The blasts now made a fickle confinement: though the battle remained always near, its distance shifted; so that the relief was always temporary, false—and one entered a state of continual stress.

A grasshopper had gotten into my room, or had perhaps always been present. In the fading light, against a wall, it showed its crouched form, its ribbed abdomen. It also seemed to wait.

I felt I slept numerous successive nights, each beginning with slumber and ending with alertness—to the ebonized vicinity, my capsule-sized room—and followed by the distressed realization that the sleep had been brief and the awakening rude. The body, too agitated, sometimes fell into a numbness.

By morning the continuity of the blasts had begun to create an irrational, possessing anxiety that could be set off by the most trivial sights: my unmade bed, water trembling in the bucket, slugs sliding over the wall outside the room. I could not see a bird; the small birds seemed to have all fled; I could no longer
hear the chirps. I could think of nothing that reposed—my imagination seemed corrupt. The grass, the trees, the sky: all seemed tainted.

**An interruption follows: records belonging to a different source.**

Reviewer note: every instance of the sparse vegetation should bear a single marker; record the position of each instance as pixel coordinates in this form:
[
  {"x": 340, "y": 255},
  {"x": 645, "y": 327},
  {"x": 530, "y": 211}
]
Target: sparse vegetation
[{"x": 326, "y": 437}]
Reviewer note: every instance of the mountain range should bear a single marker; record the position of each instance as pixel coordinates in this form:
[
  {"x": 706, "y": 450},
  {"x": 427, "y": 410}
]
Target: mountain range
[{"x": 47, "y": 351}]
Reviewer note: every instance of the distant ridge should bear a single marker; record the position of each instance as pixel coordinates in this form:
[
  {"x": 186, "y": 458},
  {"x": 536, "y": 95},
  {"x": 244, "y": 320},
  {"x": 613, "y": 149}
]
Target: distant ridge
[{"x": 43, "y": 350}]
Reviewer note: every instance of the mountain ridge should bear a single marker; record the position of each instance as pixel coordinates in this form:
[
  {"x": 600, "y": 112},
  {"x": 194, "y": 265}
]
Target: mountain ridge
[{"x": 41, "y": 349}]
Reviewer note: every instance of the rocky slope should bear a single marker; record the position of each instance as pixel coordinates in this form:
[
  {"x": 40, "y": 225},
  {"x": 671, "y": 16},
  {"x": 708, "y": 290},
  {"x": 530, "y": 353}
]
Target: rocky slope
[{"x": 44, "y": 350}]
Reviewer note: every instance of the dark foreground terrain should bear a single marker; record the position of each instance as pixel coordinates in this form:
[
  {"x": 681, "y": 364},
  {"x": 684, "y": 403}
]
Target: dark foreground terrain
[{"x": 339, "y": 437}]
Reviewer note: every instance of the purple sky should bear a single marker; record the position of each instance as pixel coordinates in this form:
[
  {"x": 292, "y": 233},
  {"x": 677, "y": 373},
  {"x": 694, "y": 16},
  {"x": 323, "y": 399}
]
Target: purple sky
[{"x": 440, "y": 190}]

I began to make calls. The AP said it had no means to secure its journalists—the editor, sounding genuinely concerned, said I should try the embassies. I did not know many foreigners in Congo. I tried the UN, which said evacuating foreigners was not in its mandate. The Belgians asked if I was of European origin. Out of desperation I called Natalie. It was a difficult call—I was shrill, on the verge of breaking down. I cried out over the phone, screaming. But she showed genuine concern, and found for me the Canadian mission's phone number. The person there told me to call the Americans, who said they could do little for noncitizens. The British said the same. Only the French took down my phone number in case they passed near the factory. Everyone asked for my nationality; everyone seemed to be planning an evacuation. The pity I had felt for Serge at the venue I now felt for myself. Serge said the roadblocks were still up; he promised to come as soon as it became possible. The Indian embassy—I tried it last—did not answer my call. I knocked on the neighbor's door. He opened it, stretching his legs behind him, looking like someone on holiday.